Une ville-bassin tranquille ceinturée de montagnes, réputée pour ses papeteries, son air pur, et son rôle de charnière paisible entre Taichung et le lac Soleil-Lune.
Nous nous sommes arrêtés à Puli presque par accident, en attendant une correspondance de bus vers le lac Soleil-Lune, et avons fini par y rester deux nuits parce que personne n’a su nous donner une bonne raison de partir. C’est une ville qui se trouve dans le centre géographique exact de Taïwan, dans un bassin ceinturé de montagnes de tous côtés, et les habitants vous diront — avec cette fierté réservée à des affirmations très précises — que l’air y est mesurablement plus pur que partout ailleurs sur l’île. Je n’ai aucun moyen de le vérifier scientifiquement. Je peux vous dire que ça en avait tout l’air.
Les papeteries et l’odeur de fibre mouillée
Puli est une ville papetière depuis plus d’un siècle, et la Guang Xing Paper Factory organise encore des démonstrations où l’on peut presser sa propre feuille à partir de pâte d’écorce de mûrier. Lia a fait trois feuilles, déchiré les trois, et en a fait une quatrième avant d’être satisfaite — un niveau de perfectionnisme auquel j’ai fini par m’attendre de sa part et que je trouve encore légèrement terrifiant.

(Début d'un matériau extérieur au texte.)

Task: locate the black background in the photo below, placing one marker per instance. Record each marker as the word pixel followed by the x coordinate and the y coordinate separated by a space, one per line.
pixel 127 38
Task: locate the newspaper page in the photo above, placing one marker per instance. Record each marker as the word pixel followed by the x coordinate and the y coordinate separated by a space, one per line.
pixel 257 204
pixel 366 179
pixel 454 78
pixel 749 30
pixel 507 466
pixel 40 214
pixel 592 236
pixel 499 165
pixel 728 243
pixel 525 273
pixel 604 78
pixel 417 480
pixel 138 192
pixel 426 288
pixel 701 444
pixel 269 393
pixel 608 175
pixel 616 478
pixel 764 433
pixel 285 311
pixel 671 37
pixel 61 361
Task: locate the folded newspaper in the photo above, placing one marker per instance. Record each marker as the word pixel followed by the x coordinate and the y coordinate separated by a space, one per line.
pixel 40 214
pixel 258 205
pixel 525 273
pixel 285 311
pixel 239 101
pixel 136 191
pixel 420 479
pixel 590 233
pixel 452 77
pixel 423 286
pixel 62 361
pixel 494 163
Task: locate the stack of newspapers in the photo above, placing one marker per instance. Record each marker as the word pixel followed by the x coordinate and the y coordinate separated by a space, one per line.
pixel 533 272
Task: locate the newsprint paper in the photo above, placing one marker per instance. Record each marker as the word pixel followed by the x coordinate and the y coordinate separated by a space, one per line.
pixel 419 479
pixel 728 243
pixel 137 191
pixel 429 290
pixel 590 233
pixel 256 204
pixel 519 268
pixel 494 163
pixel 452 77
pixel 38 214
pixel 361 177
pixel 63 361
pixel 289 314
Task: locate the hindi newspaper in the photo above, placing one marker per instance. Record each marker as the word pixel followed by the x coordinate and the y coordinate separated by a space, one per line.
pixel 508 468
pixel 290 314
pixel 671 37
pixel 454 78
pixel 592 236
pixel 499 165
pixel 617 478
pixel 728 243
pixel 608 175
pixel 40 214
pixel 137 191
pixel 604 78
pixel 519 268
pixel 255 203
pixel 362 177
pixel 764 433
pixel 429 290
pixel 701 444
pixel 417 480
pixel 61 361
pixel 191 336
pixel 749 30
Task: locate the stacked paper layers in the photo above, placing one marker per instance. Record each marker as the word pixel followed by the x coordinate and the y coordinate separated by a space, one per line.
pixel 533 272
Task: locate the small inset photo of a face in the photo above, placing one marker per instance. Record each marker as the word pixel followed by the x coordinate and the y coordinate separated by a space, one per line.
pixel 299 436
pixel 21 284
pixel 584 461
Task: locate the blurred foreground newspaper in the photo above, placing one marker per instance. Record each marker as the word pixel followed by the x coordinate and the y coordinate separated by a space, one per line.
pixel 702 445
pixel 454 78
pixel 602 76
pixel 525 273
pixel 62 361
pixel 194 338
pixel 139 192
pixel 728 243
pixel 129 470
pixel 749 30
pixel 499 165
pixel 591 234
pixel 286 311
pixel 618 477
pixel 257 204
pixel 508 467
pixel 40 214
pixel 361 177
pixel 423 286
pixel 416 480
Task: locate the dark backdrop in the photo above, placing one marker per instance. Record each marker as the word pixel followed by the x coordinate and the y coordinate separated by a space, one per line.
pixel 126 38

L’odeur à l’intérieur de l’atelier, fibre mouillée et quelque chose de vaguement sucré, nous a suivis jusque sur le parking.

Le vin de riz Shaoxing et un après-midi non prévu
L’autre produit d’exportation de Puli est le vin de riz, et le Village Culturel du Vin de Riz Shaoxing s’est révélé bien plus divertissant qu’il n’avait le droit de l’être — mi-musée, mi-distillerie en activité, avec un restaurant attenant qui sert le vin réduit dans presque tout ce qui figure au menu, y compris une glace au vin de riz que j’ai commandée par scepticisme et terminée avec un enthousiasme sincère. Nous nous sommes ensuite assis dehors, légèrement réchauffés par le vin, à regarder les motos tourner sur le rond-point du centre-ville sans urgence particulière.

Le bassin au crépuscule
Ce qui m’est resté le plus, c’est d’être debout sur la terrasse du toit de notre maison d’hôtes tandis que la lumière tombait derrière la crête occidentale — tout le bassin se remplissant d’une sorte de brume bleue, des phares de moto s’égrenant le long des routes comme quelque chose délibérément arrangé. Puli n’est pas un lieu avec une attraction phare. C’est un lieu qui vous permet de ralentir avant que les montagnes autour du lac Soleil-Lune n’exigent quelque chose de plus de vous.
Quand y aller : de novembre à février offre l’air le plus pur et les températures les plus douces, idéales pour les vues sur le bassin. Le printemps est agréable aussi, bien que les averses d’après-midi soient plus fréquentes entre avril et juin.